Many healthcare providers recommend eating well and doing regular physical exercise, in part to help control blood levels of cholesterol and triglycerides (another type of harmful blood fat). However, little research has been done to study the effects of diet on cholesterol and triglyceride levels in older adults.

Many healthcare providers recommend eating well and doing regular physical exercise, in part to help control blood levels of cholesterol and triglycerides (another type of harmful blood fat). However, little research has been done to study the effects of diet on cholesterol and triglyceride levels in older adults.

A new Australian study looked at the benefits of making dietary-fat changes in 900 adults aged 49 and older who were followed for 10 years. At the start of the study, 5 percent of the participants were taking medication for their cholesterol, usually a statin. By a decade later, that figure had jumped to one-quarter of the participants.

The study found that people who cut down on butter and other saturated fats were able to lower their total cholesterol levels, regardless of whether they were taking cholesterol-lowering medication. At the same time, HDL cholesterol levels (“good” cholesterol) increased when study participants started eating more fish and omega-3 fatty acids, a type of unsaturated fat found mainly in oily fish like salmon and mackerel. Triglyceride levels were also found to decrease in participants who included more omega-3 fatty acids in their diet.

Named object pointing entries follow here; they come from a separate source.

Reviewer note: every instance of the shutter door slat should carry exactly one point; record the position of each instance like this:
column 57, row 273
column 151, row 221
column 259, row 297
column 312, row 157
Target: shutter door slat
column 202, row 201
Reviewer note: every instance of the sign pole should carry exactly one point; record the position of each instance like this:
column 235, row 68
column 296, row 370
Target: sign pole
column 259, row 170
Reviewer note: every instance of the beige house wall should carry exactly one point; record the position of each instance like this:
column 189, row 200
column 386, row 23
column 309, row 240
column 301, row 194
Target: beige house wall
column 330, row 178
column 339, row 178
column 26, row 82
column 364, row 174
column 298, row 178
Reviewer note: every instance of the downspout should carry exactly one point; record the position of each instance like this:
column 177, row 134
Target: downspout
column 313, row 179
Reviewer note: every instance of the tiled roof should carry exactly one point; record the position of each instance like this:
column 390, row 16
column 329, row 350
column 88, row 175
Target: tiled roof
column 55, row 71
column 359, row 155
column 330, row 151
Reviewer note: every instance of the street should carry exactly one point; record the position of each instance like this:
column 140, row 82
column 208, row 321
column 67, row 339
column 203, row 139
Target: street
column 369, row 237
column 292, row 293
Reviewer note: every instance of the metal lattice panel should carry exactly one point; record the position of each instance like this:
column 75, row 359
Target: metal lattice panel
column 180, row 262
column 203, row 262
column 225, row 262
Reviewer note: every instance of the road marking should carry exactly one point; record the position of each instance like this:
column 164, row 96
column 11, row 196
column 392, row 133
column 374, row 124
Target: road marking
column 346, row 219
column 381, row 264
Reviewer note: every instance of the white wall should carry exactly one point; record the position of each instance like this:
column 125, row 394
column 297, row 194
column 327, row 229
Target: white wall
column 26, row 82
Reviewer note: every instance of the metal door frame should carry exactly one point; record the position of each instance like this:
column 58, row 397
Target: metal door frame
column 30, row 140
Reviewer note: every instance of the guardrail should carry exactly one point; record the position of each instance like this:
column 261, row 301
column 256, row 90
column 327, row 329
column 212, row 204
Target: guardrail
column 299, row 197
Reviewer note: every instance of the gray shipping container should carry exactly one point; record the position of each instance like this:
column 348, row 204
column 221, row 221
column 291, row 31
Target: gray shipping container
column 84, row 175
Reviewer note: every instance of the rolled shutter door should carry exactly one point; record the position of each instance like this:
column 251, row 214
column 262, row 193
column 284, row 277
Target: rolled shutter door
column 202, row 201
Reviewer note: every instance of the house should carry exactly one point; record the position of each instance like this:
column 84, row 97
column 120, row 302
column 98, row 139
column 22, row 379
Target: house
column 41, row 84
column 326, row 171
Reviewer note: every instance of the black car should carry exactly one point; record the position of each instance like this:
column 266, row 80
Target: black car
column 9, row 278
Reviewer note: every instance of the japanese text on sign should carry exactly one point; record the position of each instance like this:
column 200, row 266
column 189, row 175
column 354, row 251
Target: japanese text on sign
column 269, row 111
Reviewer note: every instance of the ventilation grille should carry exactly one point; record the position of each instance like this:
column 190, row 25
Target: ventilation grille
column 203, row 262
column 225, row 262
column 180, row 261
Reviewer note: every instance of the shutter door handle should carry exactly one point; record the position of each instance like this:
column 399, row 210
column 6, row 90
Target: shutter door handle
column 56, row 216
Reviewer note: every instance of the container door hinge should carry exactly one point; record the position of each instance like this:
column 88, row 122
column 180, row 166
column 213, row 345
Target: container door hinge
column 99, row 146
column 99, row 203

Improving dietary habits was found to be as beneficial to people on cholesterol-lowering medication as to those who were not taking any.

The benefits of healthy eating are not only cardiovascular in nature: studies suggest that omega-3 fatty acids may also help prevent dementia and age-related vision loss.

In other words, taking prescribed medication when your medical condition requires it is good, but making lifestyle changes is even better. Recommendations for improving your blood lipid profile include replacing trans and saturated fats (most notably found in butter, dairy products and meat) with unsaturated fats (such as canola and olive oil), and including at least two meals of omega-3-rich fatty fish per week into your diet.